60代になっても会社員として働き続ける人は珍しくありません。
しかし65歳の誕生日を境に、給与から引かれる「介護保険料」の集め方が変わることは、意外と知られていません。
会社の健康保険に加入したまま働き続けていても、この変化からは逃れられません。
「給与明細の見え方が変わった」「二重に払っているのでは」と戸惑う人もいるようです。
本記事では、会社員のまま65歳を迎えた人の介護保険料が、具体的にどう変わるのかを解説します。
1. 65歳を境に、介護保険料の「徴収主体」が切り替わる
まず押さえておきたいのは、介護保険料の仕組みそのものが、64歳までと65歳以降でまったく別物になるという点です。
1.1 64歳までは健康保険料と一体、会社と折半して納める
40歳から64歳までの人は、介護保険の「第2号被保険者」にあたります。
この期間の介護保険料は、加入している健康保険(協会けんぽや健康保険組合など)が、健康保険料とあわせて給与から天引きします。
保険料は会社と従業員で折半するため、実際に負担するのは算定額の半分です。
令和8年度の協会けんぽの介護保険料率は1.62%(全国一律)で、標準報酬月額にこの料率を掛けて算定されます。

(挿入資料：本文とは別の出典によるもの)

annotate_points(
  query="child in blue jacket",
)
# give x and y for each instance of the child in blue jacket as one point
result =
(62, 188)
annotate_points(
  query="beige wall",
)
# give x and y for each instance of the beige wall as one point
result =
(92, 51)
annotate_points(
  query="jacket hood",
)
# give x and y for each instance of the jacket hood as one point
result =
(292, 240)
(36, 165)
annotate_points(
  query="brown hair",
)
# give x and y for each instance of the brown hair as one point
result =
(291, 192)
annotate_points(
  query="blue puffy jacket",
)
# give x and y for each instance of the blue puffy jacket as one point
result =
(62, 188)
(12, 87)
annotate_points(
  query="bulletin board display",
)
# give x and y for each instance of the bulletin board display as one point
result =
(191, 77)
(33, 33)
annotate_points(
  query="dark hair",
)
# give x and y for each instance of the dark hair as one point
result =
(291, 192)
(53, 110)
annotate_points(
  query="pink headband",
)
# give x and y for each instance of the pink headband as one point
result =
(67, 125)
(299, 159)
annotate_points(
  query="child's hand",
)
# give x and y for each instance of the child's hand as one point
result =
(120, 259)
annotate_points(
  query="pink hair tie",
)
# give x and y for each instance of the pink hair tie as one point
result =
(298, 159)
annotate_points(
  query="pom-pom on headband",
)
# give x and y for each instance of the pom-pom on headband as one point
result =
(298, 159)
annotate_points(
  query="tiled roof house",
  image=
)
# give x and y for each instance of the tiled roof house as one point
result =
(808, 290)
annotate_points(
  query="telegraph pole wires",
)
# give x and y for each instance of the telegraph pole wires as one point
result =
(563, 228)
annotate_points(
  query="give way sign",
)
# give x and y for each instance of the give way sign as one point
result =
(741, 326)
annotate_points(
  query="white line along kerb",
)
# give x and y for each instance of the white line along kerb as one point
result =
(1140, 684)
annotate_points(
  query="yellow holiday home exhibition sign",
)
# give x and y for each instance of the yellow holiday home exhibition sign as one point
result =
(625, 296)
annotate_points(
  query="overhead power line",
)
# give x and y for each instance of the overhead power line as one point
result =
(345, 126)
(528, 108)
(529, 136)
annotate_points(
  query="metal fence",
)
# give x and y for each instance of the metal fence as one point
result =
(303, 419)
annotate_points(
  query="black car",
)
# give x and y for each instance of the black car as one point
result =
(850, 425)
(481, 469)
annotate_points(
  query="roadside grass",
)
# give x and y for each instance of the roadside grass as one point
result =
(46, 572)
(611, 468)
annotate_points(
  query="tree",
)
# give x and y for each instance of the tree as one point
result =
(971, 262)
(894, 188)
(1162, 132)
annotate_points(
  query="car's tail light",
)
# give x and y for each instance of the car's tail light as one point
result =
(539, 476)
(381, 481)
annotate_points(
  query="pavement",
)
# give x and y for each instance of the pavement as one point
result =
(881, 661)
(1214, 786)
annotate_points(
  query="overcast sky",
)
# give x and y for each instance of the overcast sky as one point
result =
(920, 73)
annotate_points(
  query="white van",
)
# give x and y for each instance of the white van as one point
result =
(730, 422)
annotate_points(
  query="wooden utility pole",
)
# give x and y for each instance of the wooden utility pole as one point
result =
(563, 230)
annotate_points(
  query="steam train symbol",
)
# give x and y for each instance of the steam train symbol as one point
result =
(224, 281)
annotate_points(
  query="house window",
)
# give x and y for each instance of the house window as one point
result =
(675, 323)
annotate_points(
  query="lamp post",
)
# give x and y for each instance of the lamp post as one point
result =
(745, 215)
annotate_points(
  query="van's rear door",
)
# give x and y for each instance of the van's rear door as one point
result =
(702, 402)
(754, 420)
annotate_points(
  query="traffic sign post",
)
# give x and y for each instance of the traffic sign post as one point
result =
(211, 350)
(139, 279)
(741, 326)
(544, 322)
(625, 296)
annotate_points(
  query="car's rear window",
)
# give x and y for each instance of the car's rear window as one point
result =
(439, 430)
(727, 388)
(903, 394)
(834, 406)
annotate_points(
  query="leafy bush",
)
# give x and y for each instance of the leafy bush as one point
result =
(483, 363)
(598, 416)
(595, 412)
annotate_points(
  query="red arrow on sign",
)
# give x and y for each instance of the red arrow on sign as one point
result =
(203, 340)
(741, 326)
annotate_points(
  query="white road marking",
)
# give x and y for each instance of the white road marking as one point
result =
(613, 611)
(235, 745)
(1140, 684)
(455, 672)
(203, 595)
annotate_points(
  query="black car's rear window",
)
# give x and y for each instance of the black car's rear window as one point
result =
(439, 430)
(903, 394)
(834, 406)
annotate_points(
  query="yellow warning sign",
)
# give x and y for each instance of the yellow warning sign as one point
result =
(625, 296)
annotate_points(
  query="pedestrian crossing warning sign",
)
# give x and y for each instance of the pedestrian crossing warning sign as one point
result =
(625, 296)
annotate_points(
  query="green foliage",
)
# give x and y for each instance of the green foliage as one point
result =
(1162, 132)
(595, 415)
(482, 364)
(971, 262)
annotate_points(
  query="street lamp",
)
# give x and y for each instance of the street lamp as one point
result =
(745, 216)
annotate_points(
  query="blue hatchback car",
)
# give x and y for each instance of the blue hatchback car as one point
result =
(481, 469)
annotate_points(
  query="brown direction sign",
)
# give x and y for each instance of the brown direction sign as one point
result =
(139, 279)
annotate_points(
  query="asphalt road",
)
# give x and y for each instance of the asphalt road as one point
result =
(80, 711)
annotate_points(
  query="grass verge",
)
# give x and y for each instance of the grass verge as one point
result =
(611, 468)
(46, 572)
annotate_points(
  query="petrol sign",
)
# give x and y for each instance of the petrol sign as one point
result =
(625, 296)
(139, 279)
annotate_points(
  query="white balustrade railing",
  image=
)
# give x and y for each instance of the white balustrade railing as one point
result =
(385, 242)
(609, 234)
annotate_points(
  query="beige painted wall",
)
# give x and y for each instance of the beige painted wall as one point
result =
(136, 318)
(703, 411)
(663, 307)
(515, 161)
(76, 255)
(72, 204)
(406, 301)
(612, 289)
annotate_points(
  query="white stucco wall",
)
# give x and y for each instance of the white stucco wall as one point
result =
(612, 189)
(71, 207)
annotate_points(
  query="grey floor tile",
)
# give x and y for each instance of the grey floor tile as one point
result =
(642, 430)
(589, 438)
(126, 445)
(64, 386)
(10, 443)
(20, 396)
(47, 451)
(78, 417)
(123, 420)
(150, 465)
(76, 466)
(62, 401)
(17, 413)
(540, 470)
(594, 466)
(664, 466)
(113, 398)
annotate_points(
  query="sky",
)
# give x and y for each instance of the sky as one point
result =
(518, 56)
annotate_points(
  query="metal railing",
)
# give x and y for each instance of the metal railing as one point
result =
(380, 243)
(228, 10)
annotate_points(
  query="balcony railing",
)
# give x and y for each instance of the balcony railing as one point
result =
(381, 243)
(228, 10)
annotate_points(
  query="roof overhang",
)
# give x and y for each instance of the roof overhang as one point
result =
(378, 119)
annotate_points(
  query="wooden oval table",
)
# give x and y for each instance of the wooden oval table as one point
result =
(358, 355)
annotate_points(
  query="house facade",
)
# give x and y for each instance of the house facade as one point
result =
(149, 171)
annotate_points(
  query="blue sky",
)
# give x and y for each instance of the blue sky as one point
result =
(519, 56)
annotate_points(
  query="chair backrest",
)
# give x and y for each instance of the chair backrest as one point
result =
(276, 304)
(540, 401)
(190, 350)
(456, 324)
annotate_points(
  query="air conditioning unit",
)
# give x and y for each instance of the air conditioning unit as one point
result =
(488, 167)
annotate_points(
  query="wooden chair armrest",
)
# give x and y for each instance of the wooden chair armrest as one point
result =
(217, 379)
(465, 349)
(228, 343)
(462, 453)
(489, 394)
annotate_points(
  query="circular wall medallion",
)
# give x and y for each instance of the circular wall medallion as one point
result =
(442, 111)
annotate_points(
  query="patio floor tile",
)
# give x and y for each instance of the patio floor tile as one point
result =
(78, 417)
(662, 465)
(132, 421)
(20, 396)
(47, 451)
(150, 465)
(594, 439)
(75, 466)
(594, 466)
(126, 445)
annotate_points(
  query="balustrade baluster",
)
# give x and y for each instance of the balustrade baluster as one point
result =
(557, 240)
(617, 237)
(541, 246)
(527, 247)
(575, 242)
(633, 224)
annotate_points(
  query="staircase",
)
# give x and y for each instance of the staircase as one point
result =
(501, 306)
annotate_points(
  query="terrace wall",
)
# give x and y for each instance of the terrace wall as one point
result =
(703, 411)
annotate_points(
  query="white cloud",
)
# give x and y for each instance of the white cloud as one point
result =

1.2 65歳からは市区町村が個別に徴収する「第1号被保険者」に
65歳になると、介護保険の区分は「第1号被保険者」に切り替わります。
このタイミングで、介護保険料の徴収主体が、それまでの健康保険から、お住まいの市区町村に変わります。
保険料の決まり方も、給与に応じた定率制から、前年の所得等に応じて市区町村が算定する所得段階別の定額制に変わります。
会社員のまま65歳を迎えても、介護保険料の集め方が変わる1/2

LIMO編集部作成
2. 会社員のまま65歳を迎えても、給与天引きの中身は変わる
徴収主体が変わることで、給与明細の見え方にも変化が生じます。
2.1 給与明細の健康保険料に、介護保険料は含まれなくなる
65歳以降も会社の健康保険にはそのまま加入し続けるため、健康保険料は引き続き給与から天引きされます。
しかし、そこに含まれていた介護保険料の分は、65歳到達後は原則として給与天引きの対象から外れます。
そのため、給与明細上の健康保険料(天引き額)は、額面としてはやや下がって見えることがあります。
2.2 「二重に払っているのでは」と感じやすい理由
65歳になった月の前後は、事務手続きのタイミングによって、前月分までの第2号被保険者としての介護保険料が、翌月の給与でまとめて天引きされることがあります。
この場合、一時的に「65歳を過ぎても給与から介護保険料が引かれている」ように見えることがありますが、これは64歳までの分の精算であり、二重に負担しているわけではありません。
給与明細の内訳に疑問を感じたときは、勤務先の給与担当や健康保険組合に確認すると安心です。